Journal of Data Mining in Genomics & Proteomics

Front end proteomic separations for top-down mass spectrometry analysis of low microgram samples

2^nd International Conference on Big Data Analysis and Data Mining

November 30-December 01, 2015 San Antonio, USA

John C. Tran

Protein Innovation Inc.,Canada

Posters-Accepted Abstracts: J Data Mining Genomics Proteomics

Abstract:

Although the more widely used proteomic strategy has typically been peptide-based mass spectrometry (MS), the unambiguous characterization of protein sequence and post-translational modifications is usually better achieved through analyzing intact proteins. In the past, however, this use of top-down proteomics has not been achieved in a high-throughput format due to the under development in separations. With recent improvements in achieving high-throughput top-down proteomics with online MS detection and identification, custom front-end separations coupled to LC-LTQ-FTMS affords the opportunity to achieve unprecedented proteome coverage.
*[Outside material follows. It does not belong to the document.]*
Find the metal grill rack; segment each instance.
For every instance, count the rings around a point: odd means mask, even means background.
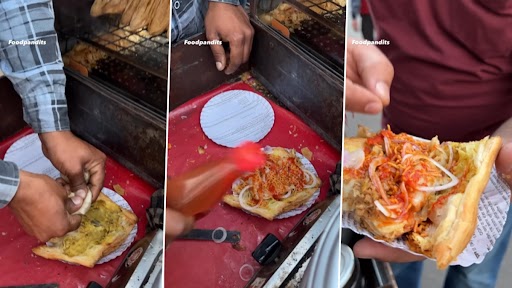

With a record 1000 intact protein identification from the HeLa proteome and many more isoforms, some of which were correlated with DNA damage, we showed that top-down proteomics can now achieve a level of coverage approaching that of bottom-up proteomics. An enabling aspect to this achievement is the integration of the GELFrEE apparatus, a size based separation, into a four-dimensional separation platform. While the level of throughput is encouraging, high loading requirements limited the study to samples obtained from cell culture with low milligram quantities of proteins. In order to transition to the analysis of precious clinical samples, significantly lower sample requirements must be possible. Here, we couple a miniaturized GELFrEE apparatus to LC-LTQ-FTMS to separate protein mass differences down to 700 Da, while achieving similar proteome coverage with 10-20 fold less starting material. In addition, we demonstrate the ability to enrich proteins by 1-2 orders of magnitude by using a novel electrophoretic procedure. Finally, we show improved automation from sample loading, to separation to direct analysis using MS, which will prove crucial to expand the technology to non-expert users.

Biography :

John C. Tran obtained his B.Sc. and Ph.D. in Chemistry from Dalhousie University, Canada. He obtained his Ph.D. in Prof. Alan Doucette's lab where he designed and developed biomolecule separation devices, including the patented GELFrEE apparatus, tailored for mass spectrometry. In 2008, he joined Prof. Neil Kelleher's lab as a post-doctoral associate, and was involved in technology developments that led to the largest top-down proteomics study to date. In 2010, he was a research associate in the Proteomics Center of Excellence (PCE) at Northwestern Universityand worked on improving workflows prior to mass spectrometric analysis for biological samples. In 2012, in addition to working in PCE and other companies as a consultant, he is performing research in the laboratory of Prof. Mike Moran at the University of Toronto.